2003, 2005, 2007, Tony est MVP des Finales, ma fierté c’est d’avoir été là dès le début. Puis un petit tunnel, les Clippers, les Lakers, le Thunder ou les Grizzlies me saoulent, mes Spurs vieillissent et me font plus souvent du mal que du bien, mais c’est donc ça être fan, même Obispo le dit. Mais toute cette tristesse ? Elle n’est rien face au grand traumatisme d’un soir de juin 2013 quand, de son corner fétiche, Ray Allen claque un moonwalk de l’espace pour marquer l’un des plus gros tirs de l’histoire des Playoffs. Dans mes grosses chicos. Les larmes en 2013, je déteste LeBron et je cherche l’adresse de Mario Chalmers pour le démarrer, mais un an plus tard le contre-pied est tellement beau qu’il me fait tout oublier. 2014, dernier titre des Spurs, avec Tony, vieux Tim, très vieux Pop, très cool Boris Diaw, l’apogée de ce fameux Spurs Basketball, celui qui procure à l’esthète plus de plaisir que… je vous laisse terminer la phrase.
Fin du bal, on paie les artistes, on fait monter des maillots au plafond de l’AT&T Center – la salle des Spurs – et on commence à regarder un peu plus dans le rétro que dans le viseur. Fin d’un cycle mais quand on est fan on le reste, sinon on n’en est pas vraiment un. 2015, 1016, 2017 et 2018, Clippers, Zaza Pachulia et Kawhi Leonard font mille misères à ma franchise de toujours, Tony Parker la quitte pour une autre, bref, passons. Et au tournant des années 20 (quelle phrase…) la promesse d’un avenir à nouveau scintillant pointe le bout de son nez. Cette promesse rapporte très gros au Scrabble et elle s’appelle Wembanyama.
On repart pour un tour
30 octobre 2022, me voilà à nouveau à Bourg-en-Bresse, pour voir – à nouveau – la JL Bourg affronter une équipe parisienne, les Metropolitans de Boulogne-Levallois. La JL n’évolue plus rue Charles Robin mais à Ekinox, je n’ai plus 17 mais 38 ans, je ne fais plus 73 kilos mais “un peu plus”. Pour le reste ? De vraies similitudes. Je suis en tribunes pour voir de mes propres yeux le phénomène, celui qui – ça y est c’est sûr – va débouler la saison prochaine en NBA avec le statut de n°1 de la Draft. Un Français. Numéro un de la Draft.

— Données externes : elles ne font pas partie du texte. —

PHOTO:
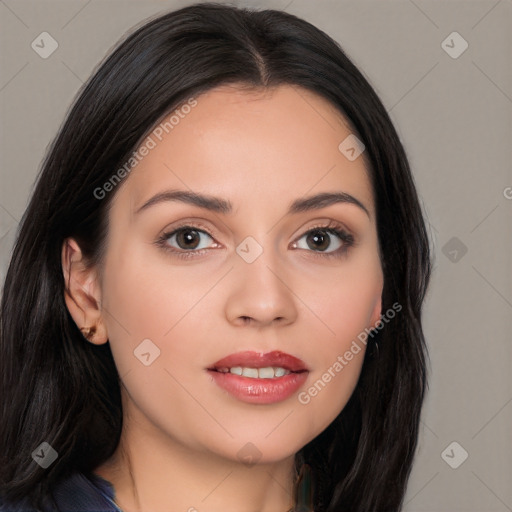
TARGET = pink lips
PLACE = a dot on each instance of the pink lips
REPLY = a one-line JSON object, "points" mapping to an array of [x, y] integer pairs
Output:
{"points": [[257, 390]]}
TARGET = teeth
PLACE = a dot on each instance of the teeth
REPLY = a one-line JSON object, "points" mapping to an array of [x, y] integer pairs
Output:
{"points": [[257, 373]]}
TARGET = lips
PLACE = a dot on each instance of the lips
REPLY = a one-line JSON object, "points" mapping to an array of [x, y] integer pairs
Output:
{"points": [[289, 375], [258, 360]]}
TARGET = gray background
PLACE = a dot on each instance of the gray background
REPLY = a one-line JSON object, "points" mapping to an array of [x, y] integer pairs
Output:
{"points": [[454, 116]]}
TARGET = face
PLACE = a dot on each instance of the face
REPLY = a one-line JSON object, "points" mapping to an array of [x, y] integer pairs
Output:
{"points": [[185, 284]]}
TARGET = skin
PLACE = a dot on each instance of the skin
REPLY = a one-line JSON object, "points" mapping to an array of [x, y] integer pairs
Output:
{"points": [[260, 150]]}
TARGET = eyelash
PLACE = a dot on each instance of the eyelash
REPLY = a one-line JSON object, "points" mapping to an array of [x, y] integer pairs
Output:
{"points": [[333, 228]]}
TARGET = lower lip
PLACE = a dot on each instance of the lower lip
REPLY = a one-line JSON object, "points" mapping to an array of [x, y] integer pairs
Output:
{"points": [[259, 391]]}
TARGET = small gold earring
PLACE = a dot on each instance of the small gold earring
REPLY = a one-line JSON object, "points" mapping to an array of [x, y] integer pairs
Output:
{"points": [[88, 332]]}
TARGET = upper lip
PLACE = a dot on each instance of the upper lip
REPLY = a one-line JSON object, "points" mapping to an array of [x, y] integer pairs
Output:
{"points": [[250, 359]]}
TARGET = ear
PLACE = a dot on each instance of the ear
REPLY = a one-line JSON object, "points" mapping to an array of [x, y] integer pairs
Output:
{"points": [[82, 292]]}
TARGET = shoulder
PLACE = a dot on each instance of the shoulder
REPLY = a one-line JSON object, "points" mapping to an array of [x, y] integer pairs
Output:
{"points": [[77, 493]]}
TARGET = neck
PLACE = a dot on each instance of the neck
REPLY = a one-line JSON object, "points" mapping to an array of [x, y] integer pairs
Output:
{"points": [[152, 471]]}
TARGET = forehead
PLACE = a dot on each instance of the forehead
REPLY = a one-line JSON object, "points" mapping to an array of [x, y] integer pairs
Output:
{"points": [[251, 146]]}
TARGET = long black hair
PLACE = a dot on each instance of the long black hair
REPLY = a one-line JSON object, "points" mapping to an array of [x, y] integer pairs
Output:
{"points": [[56, 387]]}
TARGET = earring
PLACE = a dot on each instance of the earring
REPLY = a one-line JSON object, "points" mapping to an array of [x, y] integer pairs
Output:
{"points": [[88, 332], [374, 351]]}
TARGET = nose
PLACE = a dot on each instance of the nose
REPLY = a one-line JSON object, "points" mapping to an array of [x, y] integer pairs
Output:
{"points": [[261, 293]]}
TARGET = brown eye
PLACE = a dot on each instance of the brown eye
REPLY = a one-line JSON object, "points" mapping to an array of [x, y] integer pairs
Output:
{"points": [[186, 238], [318, 239]]}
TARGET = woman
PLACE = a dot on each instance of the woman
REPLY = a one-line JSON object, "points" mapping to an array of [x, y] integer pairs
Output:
{"points": [[214, 301]]}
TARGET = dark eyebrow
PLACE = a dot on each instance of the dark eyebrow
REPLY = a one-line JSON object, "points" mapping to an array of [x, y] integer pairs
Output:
{"points": [[219, 205]]}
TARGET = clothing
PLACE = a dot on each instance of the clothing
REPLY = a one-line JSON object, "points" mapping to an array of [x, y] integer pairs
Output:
{"points": [[77, 493]]}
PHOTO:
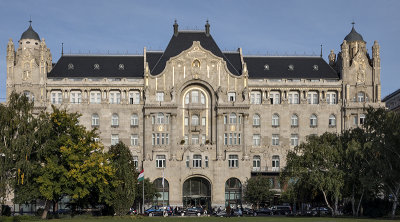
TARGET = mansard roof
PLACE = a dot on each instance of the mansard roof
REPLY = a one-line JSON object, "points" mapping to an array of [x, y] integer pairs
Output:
{"points": [[293, 67], [82, 66], [289, 67], [184, 40]]}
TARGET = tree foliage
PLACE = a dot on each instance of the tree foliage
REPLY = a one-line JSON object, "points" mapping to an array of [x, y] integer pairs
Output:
{"points": [[258, 190], [123, 193], [316, 163]]}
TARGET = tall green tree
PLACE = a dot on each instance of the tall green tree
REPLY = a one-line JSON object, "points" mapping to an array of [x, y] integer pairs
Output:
{"points": [[150, 192], [70, 162], [17, 142], [257, 190], [123, 194], [316, 163], [383, 150]]}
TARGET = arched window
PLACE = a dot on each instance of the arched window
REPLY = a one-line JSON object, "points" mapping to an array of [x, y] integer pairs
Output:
{"points": [[294, 120], [95, 119], [275, 120], [332, 120], [256, 163], [313, 120], [202, 98], [232, 118], [160, 118], [187, 98], [162, 188], [114, 120], [362, 118], [134, 120], [195, 120], [233, 192], [360, 97], [256, 120], [275, 163]]}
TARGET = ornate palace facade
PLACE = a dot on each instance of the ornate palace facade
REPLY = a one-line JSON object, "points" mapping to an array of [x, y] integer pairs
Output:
{"points": [[205, 119]]}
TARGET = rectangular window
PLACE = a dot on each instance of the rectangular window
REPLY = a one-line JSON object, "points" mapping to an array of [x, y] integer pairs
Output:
{"points": [[231, 97], [293, 98], [56, 97], [134, 97], [233, 161], [312, 97], [160, 97], [160, 161], [331, 98], [75, 97], [195, 139], [256, 140], [195, 96], [134, 140], [186, 139], [136, 161], [115, 97], [114, 139], [275, 97], [294, 140], [95, 97], [196, 161], [255, 97], [275, 139]]}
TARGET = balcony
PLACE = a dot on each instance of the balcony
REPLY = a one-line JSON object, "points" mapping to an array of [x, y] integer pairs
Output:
{"points": [[265, 169]]}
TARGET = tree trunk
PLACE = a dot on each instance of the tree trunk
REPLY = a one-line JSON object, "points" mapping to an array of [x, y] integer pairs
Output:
{"points": [[46, 209], [359, 204], [353, 203], [395, 200], [327, 203], [336, 204]]}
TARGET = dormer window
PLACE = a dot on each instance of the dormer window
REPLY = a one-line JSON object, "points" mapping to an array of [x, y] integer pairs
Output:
{"points": [[196, 63]]}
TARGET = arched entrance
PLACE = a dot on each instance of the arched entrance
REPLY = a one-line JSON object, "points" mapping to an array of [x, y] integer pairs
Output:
{"points": [[163, 191], [196, 192], [233, 192]]}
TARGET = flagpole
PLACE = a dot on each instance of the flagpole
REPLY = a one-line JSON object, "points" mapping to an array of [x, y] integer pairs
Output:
{"points": [[163, 185]]}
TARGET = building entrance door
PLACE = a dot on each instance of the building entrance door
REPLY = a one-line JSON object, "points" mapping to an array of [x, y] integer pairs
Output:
{"points": [[197, 193]]}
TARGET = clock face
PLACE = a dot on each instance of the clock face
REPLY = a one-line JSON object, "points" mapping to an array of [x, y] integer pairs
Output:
{"points": [[26, 75]]}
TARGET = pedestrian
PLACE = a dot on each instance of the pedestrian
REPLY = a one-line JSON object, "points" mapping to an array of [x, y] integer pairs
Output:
{"points": [[228, 211]]}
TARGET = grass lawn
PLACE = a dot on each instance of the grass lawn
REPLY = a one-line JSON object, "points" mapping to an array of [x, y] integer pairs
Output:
{"points": [[211, 219]]}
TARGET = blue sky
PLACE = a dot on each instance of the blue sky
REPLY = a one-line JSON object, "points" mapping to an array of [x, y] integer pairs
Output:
{"points": [[259, 27]]}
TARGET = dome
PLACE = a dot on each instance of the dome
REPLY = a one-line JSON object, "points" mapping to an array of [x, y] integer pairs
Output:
{"points": [[353, 36], [30, 34]]}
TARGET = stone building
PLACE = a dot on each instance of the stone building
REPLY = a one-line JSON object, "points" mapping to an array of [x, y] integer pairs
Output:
{"points": [[392, 101], [204, 119]]}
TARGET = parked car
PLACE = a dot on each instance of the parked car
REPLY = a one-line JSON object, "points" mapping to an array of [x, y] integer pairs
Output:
{"points": [[222, 213], [248, 211], [262, 211], [158, 211], [320, 211], [281, 210], [192, 211], [237, 212]]}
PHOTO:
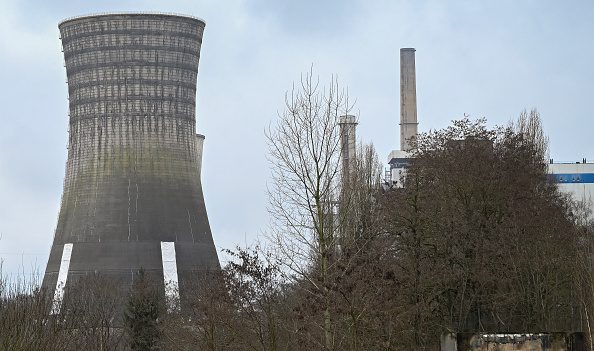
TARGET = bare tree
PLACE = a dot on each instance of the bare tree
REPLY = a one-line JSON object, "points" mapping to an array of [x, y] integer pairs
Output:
{"points": [[304, 155], [529, 125]]}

Et voilà que votre serviteur se sent de retour à l’âge d’adolescent, perdant toute notion de dignité en prenant l’anomalie en photo à moins de deux mètres, tel un fanzouze incapable de regarder son idole dans les yeux. Oui, j’ai de nouveau 17 ans. Victoire des Mets ce soir-là mais peu importe, je n’ai pas peur de le dire j’ai passé la soirée les yeux rivés sur le grand Victor, le si talentueux Victor. Pourquoi ? Parce que je l’admire, déjà, parce qu’il y a quelque chose chez lui qui semble dépasser le simple postulat du basket. Oui Victor fait 2m24 et dribble comme s’il était meneur et shoote comme s’il était ailier, mais il y a quelque chose… de plus. Dans sa manière de s’exprimer, de se mouvoir, puis plus tard de communiquer, d’évoluer. Il est si différent.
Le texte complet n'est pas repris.